Lo Yemen, lo specchio del mondo. 1.869 persone sono decedute per il colera

di Lorenzo Peluso

bimbo yemen

Verrebbe da chiedersi come fa il mondo, quello occidentale soprattutto, a fingere di non vedere. Non vediamo, anzi fingiamo di non vedere cosa sta accadendo nello Yemen, da troppo tempo dove oramai sono ben oltre due milioni i bambini che versano in condizioni di malnutrizione. La denuncia è di una delegazione inviata dalle Nazioni Unite, in visita nel Paese stravolto da una guerra devastante dalla povertà e da epidemie.

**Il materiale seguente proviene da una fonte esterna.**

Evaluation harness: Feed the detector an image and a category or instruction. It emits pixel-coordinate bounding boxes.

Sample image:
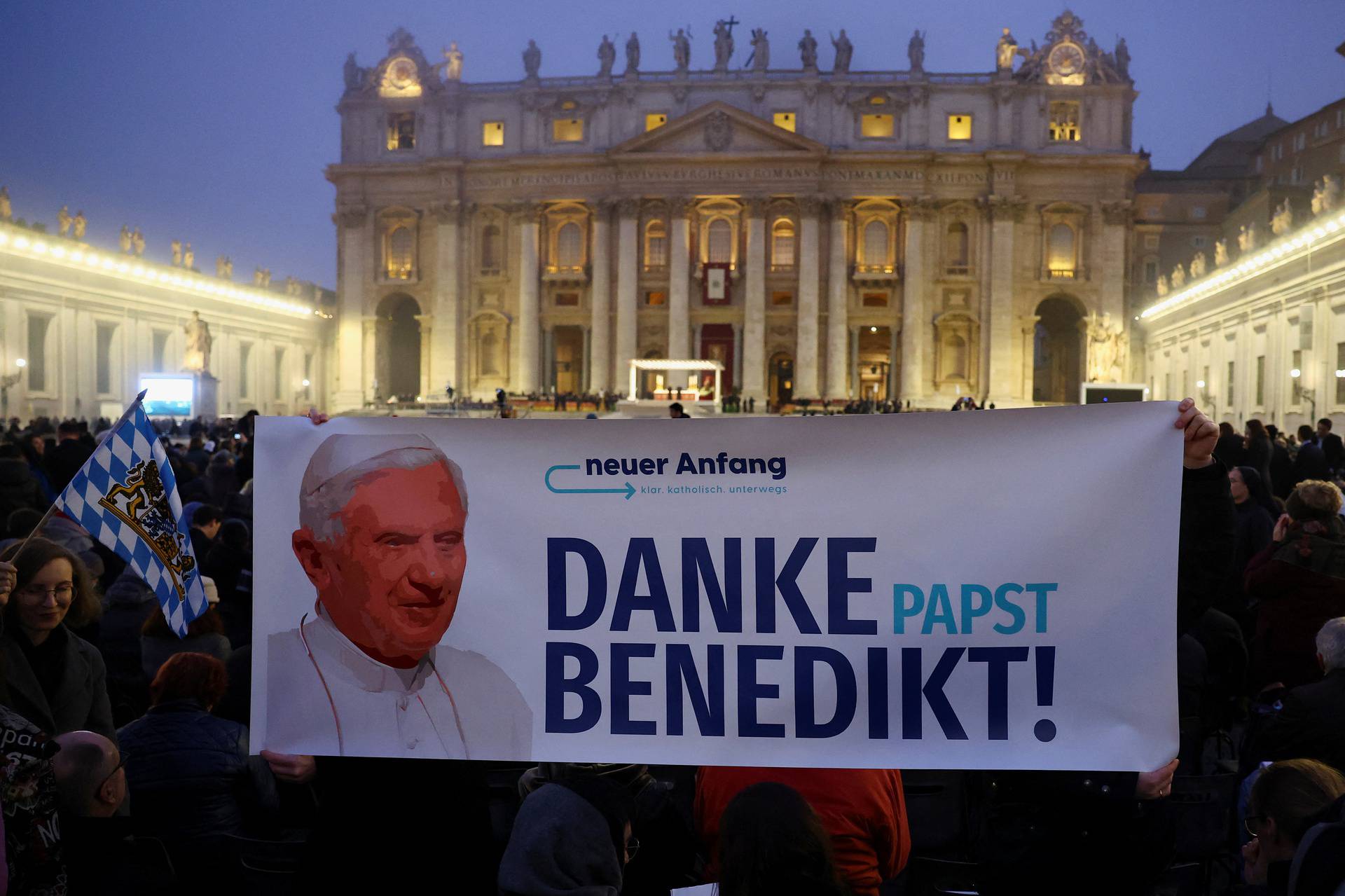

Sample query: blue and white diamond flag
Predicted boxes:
[57,393,207,637]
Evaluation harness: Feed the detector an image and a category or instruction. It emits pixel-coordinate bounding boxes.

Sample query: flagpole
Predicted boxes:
[9,389,149,564]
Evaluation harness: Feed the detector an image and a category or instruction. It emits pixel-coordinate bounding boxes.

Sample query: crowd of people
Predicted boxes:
[0,399,1345,896]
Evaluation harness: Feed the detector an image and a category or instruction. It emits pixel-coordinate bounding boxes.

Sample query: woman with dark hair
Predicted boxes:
[1243,479,1345,689]
[0,537,117,737]
[118,654,276,845]
[1243,420,1274,482]
[1215,421,1244,469]
[499,775,639,896]
[1243,759,1345,896]
[719,782,850,896]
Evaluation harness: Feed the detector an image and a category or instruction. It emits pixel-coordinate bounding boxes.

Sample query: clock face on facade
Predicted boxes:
[387,59,415,90]
[1049,43,1084,76]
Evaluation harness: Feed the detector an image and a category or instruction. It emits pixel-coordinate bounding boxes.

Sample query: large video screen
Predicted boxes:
[140,374,195,417]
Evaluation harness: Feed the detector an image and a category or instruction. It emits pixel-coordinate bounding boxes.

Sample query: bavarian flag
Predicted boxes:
[57,393,209,637]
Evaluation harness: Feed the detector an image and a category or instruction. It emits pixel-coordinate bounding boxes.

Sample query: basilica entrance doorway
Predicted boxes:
[1032,296,1084,404]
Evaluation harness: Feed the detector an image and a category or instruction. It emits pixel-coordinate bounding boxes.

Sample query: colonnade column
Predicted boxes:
[433,202,467,398]
[794,196,822,398]
[899,198,933,406]
[667,199,691,387]
[827,200,849,398]
[332,206,370,411]
[614,199,640,397]
[986,196,1025,405]
[584,199,612,392]
[513,205,544,394]
[741,199,765,401]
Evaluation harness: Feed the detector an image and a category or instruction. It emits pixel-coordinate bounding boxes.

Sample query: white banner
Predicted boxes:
[251,402,1182,769]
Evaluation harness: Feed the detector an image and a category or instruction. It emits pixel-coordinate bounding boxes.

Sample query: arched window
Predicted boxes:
[943,333,967,380]
[387,226,415,280]
[864,218,888,268]
[1047,223,1075,277]
[771,218,794,268]
[481,332,500,377]
[944,221,971,273]
[481,225,504,270]
[644,219,668,268]
[556,221,584,268]
[708,218,733,263]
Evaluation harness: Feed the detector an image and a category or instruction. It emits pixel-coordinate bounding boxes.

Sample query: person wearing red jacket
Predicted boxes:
[696,766,911,896]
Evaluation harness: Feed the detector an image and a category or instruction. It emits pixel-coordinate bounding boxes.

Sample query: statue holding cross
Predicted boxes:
[715,16,738,71]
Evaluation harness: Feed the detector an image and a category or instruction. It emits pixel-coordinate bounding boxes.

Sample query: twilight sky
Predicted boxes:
[0,0,1345,287]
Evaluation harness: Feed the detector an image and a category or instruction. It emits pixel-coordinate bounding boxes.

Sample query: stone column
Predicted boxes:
[741,199,766,402]
[421,202,467,398]
[336,205,371,412]
[584,199,612,392]
[667,199,691,387]
[614,199,640,394]
[984,196,1026,405]
[827,200,850,398]
[415,315,430,398]
[899,196,933,408]
[794,196,822,398]
[511,205,545,393]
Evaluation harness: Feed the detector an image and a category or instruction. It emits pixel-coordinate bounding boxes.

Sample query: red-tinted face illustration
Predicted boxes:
[294,463,467,668]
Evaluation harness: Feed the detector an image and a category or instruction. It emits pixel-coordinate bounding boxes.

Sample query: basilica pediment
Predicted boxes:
[609,101,827,158]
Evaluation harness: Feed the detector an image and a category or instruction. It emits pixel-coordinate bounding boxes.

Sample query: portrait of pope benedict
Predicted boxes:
[265,433,532,760]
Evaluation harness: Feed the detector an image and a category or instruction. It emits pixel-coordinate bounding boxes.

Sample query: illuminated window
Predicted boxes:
[94,323,117,396]
[481,225,504,270]
[708,218,733,263]
[944,221,971,275]
[771,218,794,268]
[387,226,415,280]
[1047,223,1075,274]
[556,221,584,269]
[551,118,584,143]
[387,111,415,149]
[860,113,892,137]
[1048,101,1083,143]
[860,218,888,269]
[644,221,668,268]
[25,315,51,392]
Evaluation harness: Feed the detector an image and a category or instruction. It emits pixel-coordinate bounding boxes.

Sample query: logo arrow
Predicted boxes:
[542,464,635,500]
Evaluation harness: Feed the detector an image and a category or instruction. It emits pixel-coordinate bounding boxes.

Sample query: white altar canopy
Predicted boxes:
[627,358,724,401]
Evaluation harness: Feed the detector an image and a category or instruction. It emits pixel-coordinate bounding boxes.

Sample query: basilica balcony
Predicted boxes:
[542,265,589,284]
[850,259,901,282]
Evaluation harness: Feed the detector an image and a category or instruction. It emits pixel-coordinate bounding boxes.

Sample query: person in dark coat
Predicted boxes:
[44,420,92,494]
[1243,479,1345,690]
[117,652,277,868]
[1291,425,1332,485]
[1241,617,1345,773]
[1241,420,1274,482]
[1266,427,1294,497]
[1215,421,1246,469]
[1317,417,1345,471]
[0,538,116,737]
[1215,467,1279,624]
[0,443,48,524]
[975,398,1236,896]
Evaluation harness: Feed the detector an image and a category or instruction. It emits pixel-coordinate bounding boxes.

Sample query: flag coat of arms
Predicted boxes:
[57,398,207,637]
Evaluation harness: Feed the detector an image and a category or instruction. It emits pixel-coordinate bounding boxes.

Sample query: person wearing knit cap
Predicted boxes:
[265,433,532,760]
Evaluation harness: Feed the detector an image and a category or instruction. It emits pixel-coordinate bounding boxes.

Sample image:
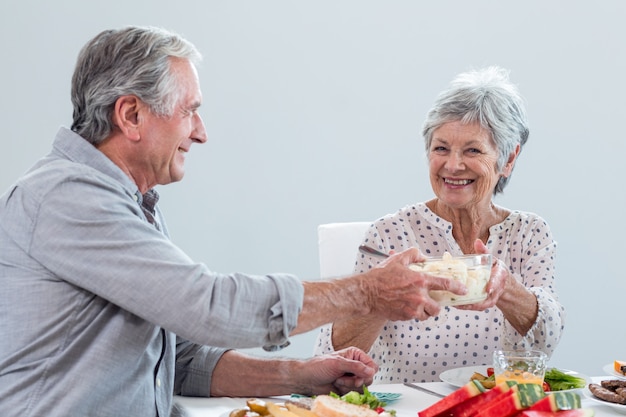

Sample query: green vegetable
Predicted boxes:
[330,385,395,415]
[543,368,587,391]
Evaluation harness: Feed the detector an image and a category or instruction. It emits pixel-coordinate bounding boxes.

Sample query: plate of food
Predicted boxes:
[583,379,626,412]
[602,361,626,379]
[219,391,395,417]
[439,365,591,392]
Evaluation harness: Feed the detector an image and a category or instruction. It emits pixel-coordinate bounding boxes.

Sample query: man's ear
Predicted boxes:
[113,95,144,140]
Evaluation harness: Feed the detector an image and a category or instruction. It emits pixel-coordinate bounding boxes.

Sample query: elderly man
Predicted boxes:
[0,27,465,417]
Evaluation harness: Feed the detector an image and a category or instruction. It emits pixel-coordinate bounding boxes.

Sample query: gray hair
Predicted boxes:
[72,26,202,145]
[422,67,529,195]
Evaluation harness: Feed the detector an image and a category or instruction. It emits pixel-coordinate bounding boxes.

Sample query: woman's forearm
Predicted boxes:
[497,275,539,336]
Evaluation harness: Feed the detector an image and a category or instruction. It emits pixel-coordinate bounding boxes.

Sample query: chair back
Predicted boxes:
[317,222,372,279]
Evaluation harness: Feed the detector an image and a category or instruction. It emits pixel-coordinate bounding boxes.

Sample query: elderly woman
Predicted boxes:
[316,67,564,383]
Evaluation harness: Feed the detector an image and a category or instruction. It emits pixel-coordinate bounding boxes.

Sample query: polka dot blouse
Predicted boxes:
[315,203,565,383]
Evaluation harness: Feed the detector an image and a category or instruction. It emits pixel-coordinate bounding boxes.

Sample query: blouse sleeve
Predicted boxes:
[503,214,565,355]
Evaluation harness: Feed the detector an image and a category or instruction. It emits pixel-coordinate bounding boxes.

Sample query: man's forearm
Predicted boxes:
[210,350,301,397]
[291,276,370,335]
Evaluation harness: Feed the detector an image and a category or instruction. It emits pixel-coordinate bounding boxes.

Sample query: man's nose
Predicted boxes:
[191,113,208,143]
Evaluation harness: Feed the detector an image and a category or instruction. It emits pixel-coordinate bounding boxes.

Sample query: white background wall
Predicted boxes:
[0,0,626,375]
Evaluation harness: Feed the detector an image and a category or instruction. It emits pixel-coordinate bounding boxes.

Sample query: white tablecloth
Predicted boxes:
[175,376,626,417]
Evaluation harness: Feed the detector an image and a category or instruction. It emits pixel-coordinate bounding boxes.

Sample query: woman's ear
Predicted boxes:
[113,95,143,140]
[502,143,521,177]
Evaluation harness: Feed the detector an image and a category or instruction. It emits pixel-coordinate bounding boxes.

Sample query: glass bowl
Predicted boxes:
[409,252,491,306]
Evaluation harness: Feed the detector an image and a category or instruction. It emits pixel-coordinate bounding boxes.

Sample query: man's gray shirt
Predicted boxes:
[0,128,303,417]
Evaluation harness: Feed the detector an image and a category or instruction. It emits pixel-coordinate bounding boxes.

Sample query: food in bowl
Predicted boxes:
[409,252,491,306]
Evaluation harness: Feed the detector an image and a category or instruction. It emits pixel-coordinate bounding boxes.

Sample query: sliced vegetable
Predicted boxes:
[543,368,587,391]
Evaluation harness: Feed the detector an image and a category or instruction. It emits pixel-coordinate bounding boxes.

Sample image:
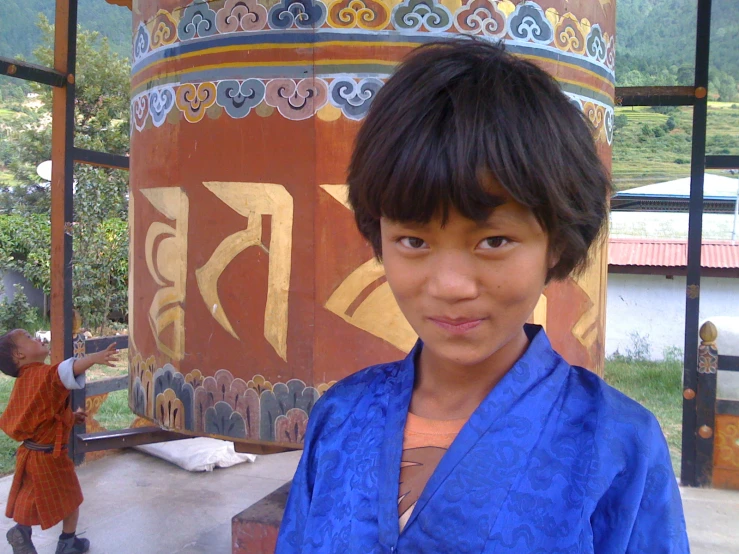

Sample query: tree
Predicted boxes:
[0,15,130,328]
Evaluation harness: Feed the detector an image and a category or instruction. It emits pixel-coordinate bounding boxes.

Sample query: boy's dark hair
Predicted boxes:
[0,330,18,377]
[347,39,611,280]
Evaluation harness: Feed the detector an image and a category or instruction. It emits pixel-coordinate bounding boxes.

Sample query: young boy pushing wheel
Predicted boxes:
[0,329,118,554]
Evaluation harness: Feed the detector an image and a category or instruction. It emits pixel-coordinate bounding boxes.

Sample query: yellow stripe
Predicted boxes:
[132,47,615,99]
[136,40,419,71]
[515,54,615,94]
[132,59,399,90]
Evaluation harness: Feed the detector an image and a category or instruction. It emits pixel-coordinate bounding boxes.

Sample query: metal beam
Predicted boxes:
[680,0,711,486]
[73,148,129,171]
[706,156,739,169]
[0,56,67,87]
[616,87,695,106]
[611,192,736,214]
[51,0,85,464]
[76,426,194,454]
[85,375,128,396]
[85,335,128,354]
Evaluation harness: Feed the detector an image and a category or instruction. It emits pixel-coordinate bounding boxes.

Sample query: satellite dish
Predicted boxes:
[36,160,51,182]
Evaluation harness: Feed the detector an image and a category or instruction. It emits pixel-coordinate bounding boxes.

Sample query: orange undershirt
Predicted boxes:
[398,413,467,531]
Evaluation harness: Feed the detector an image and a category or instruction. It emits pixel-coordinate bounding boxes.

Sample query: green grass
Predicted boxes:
[613,102,739,190]
[604,360,682,475]
[0,350,682,475]
[0,350,135,476]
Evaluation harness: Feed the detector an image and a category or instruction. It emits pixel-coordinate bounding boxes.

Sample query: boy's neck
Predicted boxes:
[18,356,46,368]
[409,329,529,419]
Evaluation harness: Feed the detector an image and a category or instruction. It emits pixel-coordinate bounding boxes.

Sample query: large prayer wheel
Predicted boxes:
[130,0,615,445]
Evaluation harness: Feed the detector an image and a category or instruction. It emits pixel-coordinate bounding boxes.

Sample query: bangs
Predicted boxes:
[347,39,610,278]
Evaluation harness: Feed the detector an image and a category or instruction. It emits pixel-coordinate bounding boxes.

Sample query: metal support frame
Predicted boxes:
[680,0,711,486]
[0,56,67,87]
[51,0,85,463]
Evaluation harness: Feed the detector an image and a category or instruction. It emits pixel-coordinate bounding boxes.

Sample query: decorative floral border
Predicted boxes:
[131,75,614,144]
[129,354,335,444]
[133,0,615,75]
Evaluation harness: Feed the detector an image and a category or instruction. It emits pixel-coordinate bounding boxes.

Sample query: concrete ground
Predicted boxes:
[0,451,739,554]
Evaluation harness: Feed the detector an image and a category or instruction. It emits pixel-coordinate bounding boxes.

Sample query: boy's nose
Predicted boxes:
[428,255,479,302]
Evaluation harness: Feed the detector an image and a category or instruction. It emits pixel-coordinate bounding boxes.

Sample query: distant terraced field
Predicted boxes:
[613,102,739,190]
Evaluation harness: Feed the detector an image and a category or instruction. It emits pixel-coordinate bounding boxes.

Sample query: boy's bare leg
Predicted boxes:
[62,508,80,533]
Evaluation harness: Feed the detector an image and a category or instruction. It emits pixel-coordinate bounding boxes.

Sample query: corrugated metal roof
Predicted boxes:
[608,238,739,269]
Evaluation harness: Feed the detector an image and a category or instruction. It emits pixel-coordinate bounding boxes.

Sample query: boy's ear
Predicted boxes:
[547,247,562,271]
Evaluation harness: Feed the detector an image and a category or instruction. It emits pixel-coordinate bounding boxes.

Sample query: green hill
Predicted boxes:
[0,0,131,61]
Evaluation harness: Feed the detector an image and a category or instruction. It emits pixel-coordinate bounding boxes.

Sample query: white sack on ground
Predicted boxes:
[136,437,257,471]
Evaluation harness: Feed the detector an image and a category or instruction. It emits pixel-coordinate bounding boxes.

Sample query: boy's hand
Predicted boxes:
[87,343,118,367]
[74,408,87,425]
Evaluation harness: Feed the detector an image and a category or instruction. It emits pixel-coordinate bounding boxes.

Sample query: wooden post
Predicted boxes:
[695,321,718,487]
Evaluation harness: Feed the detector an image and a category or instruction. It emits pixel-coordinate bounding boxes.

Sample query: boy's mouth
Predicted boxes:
[429,317,485,335]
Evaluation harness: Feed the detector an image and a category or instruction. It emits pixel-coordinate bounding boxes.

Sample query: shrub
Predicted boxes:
[0,285,39,333]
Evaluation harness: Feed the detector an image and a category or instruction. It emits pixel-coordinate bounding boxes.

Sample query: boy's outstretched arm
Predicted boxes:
[57,343,118,390]
[74,343,118,377]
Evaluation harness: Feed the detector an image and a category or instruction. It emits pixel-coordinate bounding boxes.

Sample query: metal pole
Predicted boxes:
[680,0,711,487]
[729,169,739,240]
[51,0,85,462]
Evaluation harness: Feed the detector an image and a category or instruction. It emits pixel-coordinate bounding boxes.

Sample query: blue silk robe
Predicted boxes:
[276,326,689,554]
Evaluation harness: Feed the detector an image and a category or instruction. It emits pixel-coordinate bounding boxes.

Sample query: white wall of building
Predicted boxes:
[606,273,739,360]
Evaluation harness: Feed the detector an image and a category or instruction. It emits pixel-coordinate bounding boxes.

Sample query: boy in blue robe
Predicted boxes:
[277,40,689,554]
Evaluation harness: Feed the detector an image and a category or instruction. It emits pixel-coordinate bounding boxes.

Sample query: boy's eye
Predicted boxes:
[480,237,508,250]
[400,237,426,250]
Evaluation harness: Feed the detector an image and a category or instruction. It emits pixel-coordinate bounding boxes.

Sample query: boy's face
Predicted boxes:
[381,185,556,366]
[13,329,49,367]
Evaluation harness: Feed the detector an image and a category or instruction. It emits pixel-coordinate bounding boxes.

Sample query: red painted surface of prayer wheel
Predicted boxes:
[130,0,615,446]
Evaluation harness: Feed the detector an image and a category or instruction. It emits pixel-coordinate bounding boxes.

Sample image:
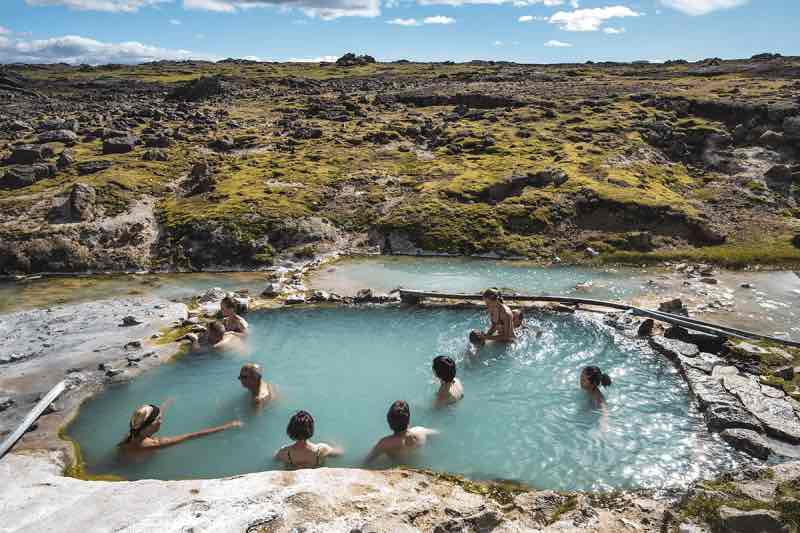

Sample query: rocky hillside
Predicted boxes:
[0,55,800,274]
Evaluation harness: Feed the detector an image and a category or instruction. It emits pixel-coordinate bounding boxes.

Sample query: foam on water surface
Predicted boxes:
[68,308,744,489]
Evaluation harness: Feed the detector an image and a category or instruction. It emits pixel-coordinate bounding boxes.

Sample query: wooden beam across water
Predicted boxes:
[400,289,800,347]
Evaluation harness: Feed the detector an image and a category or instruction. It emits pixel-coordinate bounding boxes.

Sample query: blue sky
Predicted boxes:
[0,0,800,64]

Secondo l’OMS fino ad oggi sarebbero almeno 1900 le vittime del colera e 400 mila i casi sospetti di contagio. La fame uccide; il 60% della popolazione yemenita non ha nulla da mangiare. La malnutrizione sovraespone soprattutto i bambini all’epidemia di colera che sta facendo vittime come mai si ricorda prima. David Beasley, direttore esecutivo del World Food Program delle Nazioni Unite ha puntualizzato che senza fondi di cui c’è urgente bisogno centinaia di migliaia di bambini soli moriranno e, in generale, milioni di persone sono in condizioni di fame. In Yemen è in corso una guerra tra il governo in carica, sostenuto da una coalizione militare guidata dall’Arabia Saudita, e i ribelli Houti, alleati alle unità dell’esercito rimaste fedeli all’ex presidente Ali Abdhalla Saleh e accusati di avere relazioni con l’Iran. Dall’intervento della coalizione araba, nel 2015, i combattimenti hanno fatto oltre 8000 morti, soprattutto tra i civili, e 44.500 feriti. Secondo il rapporto dell’OMS, il colera nel Paese ha causato almeno 1.869 morti. E la crisi potrebbe ancora peggiorare. L’Oxfam ha avvertito che la stagione delle piogge, da luglio a settembre, potrebbe aumentare il rischio di un’ulteriore diffusione dell’epidemia, attraverso la contaminazione dell’acqua.